Foi uma ótima experiência e infelizmente o dono vendeu o clube, o que impossibilitou minha permanência apesar de estarmos com 55% de aproveitamento. O clube tinha um histórico de lutar para não cair e estávamos em sexto a três pontos do terceiro (vaga na Liga Europa). De qualquer maneira, acho que deixamos nossa contribuição tanto que no jogo contra o Brasil ano passado um atleta lançado por nós agora na seleção Escocesa, citou nosso nome em entrevista. 
Marvin Andrews, meu capitão na época que disputou a Copa do Mundo por Trinidad e Tobago menciona em seu livro, 3 páginas sobre o nosso trabalho (ler no site), assim como o clube na mensagem de despedida.
10-Quando saiu do time Escocês, é verdade que recebeu propostas de equipes da Inglaterra? Por quê não aceitou?
Sim, era uma equipe média da segunda inglesa, na época (Southampton), e iludido achei que na volta trabalharia em uma equipe grande no Brasil.
 Foi um erro estratégico mas acontece.
11-Márcio, você foi o primeiro Brasileiro a trabalhar no futebol Britânico como treinador, por quê mesmo com grandes passagens como esta o futebol Brasileiro não te oferece boas oportunidades?
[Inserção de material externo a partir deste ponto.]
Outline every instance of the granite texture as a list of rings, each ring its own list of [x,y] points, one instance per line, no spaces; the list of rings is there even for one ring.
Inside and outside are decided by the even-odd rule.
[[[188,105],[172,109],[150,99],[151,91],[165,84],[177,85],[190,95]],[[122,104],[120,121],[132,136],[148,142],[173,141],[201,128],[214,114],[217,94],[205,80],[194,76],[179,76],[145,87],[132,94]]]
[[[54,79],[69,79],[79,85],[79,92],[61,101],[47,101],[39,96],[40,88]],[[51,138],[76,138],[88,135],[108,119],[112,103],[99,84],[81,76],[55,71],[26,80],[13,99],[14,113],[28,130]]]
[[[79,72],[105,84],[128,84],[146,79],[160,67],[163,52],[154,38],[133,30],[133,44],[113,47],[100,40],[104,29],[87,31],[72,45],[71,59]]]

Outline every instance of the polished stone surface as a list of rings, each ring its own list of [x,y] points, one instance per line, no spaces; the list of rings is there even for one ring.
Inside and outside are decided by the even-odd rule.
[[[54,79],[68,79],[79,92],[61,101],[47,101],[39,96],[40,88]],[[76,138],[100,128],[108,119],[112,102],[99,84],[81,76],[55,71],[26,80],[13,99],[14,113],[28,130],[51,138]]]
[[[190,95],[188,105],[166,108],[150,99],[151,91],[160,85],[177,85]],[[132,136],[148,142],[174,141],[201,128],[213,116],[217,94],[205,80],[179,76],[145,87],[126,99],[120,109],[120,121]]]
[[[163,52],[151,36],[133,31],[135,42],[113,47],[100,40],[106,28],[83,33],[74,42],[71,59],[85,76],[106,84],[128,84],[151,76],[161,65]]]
No Brasil o Currículo vale pouco, acho até por conta de alguma desinformação.
Para você trabalhar fora, normalmente você passa por alguma entrevista desde o corpo técnico até o diretivo para então ser aprovado. Aqui isso é pouco usado e normalmente as contratações são feitas por serem ex-atletas de nome, o que já tira a pressão da torcida.
Mas sou otimista e novo, logo continuo aguardando.

12-Como foi o trabalho na seleção da Tanzânia obtendo grandes resultados como a classificação à Copa das Nações Africanas?
Foi um dos mais gratificantes, não somente pelos resultados mas pelo crescimento da seleção.
Baixei a média de idade de 27 para 21 anos, e introduzimos uma nova mentalidade, já que o Africano somente gostava de jogar com a bola.
Subimos quase 100 posições no ranking FIFA, além de mudarmos a expectativa dos torcedores em relação a seleção.
13- Márcio, você sempre aceitou desafios na sua carreira, Ilhas Cayman, Escócia e Tanzânia são grandes exemplos, países pouco explorados por treinadores Brasileiros, o que fazia você aceitar essas propostas e você se arrepende de algo?
Pelo contrário, porque acho que esses desafios nos fazem crescer e entender as variadas filosofias de futebol.
 A dificuldade exercita sua criatividade e a necessidade do resultado (pressão) agiliza sua ação.
O Treinador Brasileiro ainda é um dos melhores do mundo, mas como todas as áreas da vida, temos que nos manter atualizados.
Portanto o intercâmbio com outras escolas é importante.

14- Algo de inusitado ou engraçado ocorreu na sua carreira como treinador de futebol?
Daria um livro, mas somente para citar um deles:
Estava recém chegado na Arábia Saudita e os jogadores estavam concentrados para um jogo. Reunidos em torno do jantar, no chão, comendo carneiro com as mãos, costume local da região. Sem problemas.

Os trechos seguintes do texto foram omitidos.